14. Связь эротического сюжета с темой фатума в позднеромантическом контексте
В качестве более или менее подробной иллюстрации я приведу два сочинения, вышедшие почти одновременно, уже на закате романтической эпохи.
Гвардейский офицер Вадим Свирский, герой повести Ростопчиной «Чины и деньги» (1838), в письме напоминает своей доброй и набожной сестре Кате: «Ты знаешь, каким светлым мечтаниям я предавался, рисуя мысленно черты и прелесть женщины моих безотчетных грез; ты знаешь, какими восторгами пылала душа моя заранее для чистого идеала отроческих дней». Но «существенность» жестоко разбила эти надежды: «воображаемая была слишком неземная», чтобы найти ее на земле, – и тогда Вадим начал дробить свое сердце «на мелкие искры неполных чувств». Он пустился в холодный разврат, руководствуясь только безучастным рассудком. В душе «было пусто, как в глуши степной», – но сердце все еще ждало своего часа, а его восторги и мечты «жили в другой сфере». По-прежнему, добавляет герой, «вымаливал я у непреклонной судьбы [как видим, заменяющей здесь Провидение] исполнения моих ранних дум, олицетворения моих юных снов! Но нигде, нигде не находил я суженой для моей взыскательной мечты!»
По делам Вадим отправляется в Москву, и эта поездка отвечает его давнишнему «священному побуждению» – увидеть «сердце России», величайший памятник отечественного прошлого. Словом, герой устремляется в сакрально-историческое пространство как некий аналог актуализированного прабытия. В то же время такие завораживающие места, именно в силу их сакральной маркированности, соотносятся со смертью: подобно кладбищу, они являют собой врата иного мира и столь же амбивалентны. Впрочем, Вадима прельщают заодно и вполне профанные слухи о радушии «миловидных москвитянок». Дальнейшее действие дает комбинацию всех этих элементов.

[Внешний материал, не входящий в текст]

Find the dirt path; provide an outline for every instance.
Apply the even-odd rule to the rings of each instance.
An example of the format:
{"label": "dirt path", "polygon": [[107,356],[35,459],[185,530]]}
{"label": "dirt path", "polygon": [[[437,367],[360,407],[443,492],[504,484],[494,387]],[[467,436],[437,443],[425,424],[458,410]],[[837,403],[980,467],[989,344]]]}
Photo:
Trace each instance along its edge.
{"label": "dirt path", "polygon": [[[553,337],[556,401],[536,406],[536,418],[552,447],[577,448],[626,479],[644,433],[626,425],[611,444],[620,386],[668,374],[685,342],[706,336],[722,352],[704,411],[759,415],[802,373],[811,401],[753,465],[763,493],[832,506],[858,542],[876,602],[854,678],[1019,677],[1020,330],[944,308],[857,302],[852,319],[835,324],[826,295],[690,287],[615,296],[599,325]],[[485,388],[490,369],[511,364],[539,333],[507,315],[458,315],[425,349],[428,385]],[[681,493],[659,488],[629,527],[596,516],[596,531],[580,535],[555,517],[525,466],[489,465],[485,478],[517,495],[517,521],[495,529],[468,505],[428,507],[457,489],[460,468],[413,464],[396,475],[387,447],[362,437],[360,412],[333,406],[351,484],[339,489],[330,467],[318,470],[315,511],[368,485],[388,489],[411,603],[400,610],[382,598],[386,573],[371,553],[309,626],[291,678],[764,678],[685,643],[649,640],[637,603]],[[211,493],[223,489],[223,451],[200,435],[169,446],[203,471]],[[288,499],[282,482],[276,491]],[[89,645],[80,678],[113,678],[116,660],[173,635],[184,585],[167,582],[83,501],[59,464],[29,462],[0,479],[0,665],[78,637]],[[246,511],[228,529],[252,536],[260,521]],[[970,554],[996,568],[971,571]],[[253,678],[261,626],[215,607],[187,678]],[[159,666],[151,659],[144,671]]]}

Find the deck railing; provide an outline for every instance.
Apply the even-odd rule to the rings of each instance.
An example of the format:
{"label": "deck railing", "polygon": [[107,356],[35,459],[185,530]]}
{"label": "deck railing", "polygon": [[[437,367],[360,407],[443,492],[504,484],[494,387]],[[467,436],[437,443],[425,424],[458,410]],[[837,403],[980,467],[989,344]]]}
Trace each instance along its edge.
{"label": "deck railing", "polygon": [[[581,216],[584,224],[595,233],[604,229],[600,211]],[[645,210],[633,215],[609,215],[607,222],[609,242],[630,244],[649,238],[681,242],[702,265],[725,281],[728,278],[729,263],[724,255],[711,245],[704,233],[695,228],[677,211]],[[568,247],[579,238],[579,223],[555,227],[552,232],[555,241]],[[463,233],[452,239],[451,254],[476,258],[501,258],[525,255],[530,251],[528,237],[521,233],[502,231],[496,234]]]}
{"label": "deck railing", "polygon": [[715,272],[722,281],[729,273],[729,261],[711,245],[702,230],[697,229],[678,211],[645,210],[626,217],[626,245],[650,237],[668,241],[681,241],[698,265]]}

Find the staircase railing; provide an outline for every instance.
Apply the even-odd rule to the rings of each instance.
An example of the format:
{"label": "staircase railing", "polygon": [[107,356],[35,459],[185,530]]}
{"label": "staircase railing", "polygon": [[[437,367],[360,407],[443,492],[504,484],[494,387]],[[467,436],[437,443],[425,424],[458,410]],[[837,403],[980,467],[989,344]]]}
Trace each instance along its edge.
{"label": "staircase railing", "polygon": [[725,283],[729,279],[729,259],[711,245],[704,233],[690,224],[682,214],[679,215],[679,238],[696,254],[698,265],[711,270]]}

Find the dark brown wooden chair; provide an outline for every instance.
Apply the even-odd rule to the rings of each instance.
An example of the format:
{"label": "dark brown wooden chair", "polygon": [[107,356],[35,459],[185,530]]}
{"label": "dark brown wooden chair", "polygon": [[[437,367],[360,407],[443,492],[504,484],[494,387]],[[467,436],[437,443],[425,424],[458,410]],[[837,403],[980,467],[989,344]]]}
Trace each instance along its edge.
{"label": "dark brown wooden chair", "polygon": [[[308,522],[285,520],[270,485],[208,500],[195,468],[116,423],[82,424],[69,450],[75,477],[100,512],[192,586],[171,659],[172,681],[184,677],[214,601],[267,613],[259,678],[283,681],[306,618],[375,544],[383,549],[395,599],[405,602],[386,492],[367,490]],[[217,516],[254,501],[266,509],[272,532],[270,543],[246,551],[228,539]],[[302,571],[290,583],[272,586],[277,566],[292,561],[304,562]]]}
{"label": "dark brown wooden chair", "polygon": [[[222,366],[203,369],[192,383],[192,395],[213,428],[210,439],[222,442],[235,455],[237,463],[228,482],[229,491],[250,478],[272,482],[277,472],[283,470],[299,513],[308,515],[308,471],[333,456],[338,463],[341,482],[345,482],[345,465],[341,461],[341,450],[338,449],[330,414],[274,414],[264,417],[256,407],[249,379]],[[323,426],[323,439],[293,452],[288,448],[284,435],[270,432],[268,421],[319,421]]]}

В древнюю столицу герой прибыл настоящим «фанатиком средних веков», пылким и мечтательным «пилигримом» (первая стадия эйфории, пока мотивированной патриотическим импульсом). Вскоре, однако, Кремль и прочие национальные святыни ему приелись, и энтузиазм уступил место депрессии, обусловленной, как у Розена, одиночеством приезжего. Нагнетается ощущение пустоты: «Когда я насмотрелся, находился, утолил свою душу, мне стало пусто и дико в тех местах, где я был одинок, как будто с неба упавший <…> Немая беседа с немыми камнями мне надоела».
Все происходит в конце сентября, пока москвичи еще «рассеяны по дачам» и город почти пуст. В его показ внедряется символика могилы, навеянная этой пустотой – и внешней, и внутренней. Родная священная Москва внезапно оборачивается древнеегипетским некрополем. Герой «вздумал обегать гульбища: все они были пусты. Сады и бульвары безмолвствовали, как будто приговоренные к торжественной тишине египетских развалин, а если кое-где и показывались на них два, три лица, то и они скорее напоминали египетских мумий». Вадим отправился было в местный театр – но там он «нашел мрак, темнее осеннего, пару кресел, занятых почтенными фигурами с того света».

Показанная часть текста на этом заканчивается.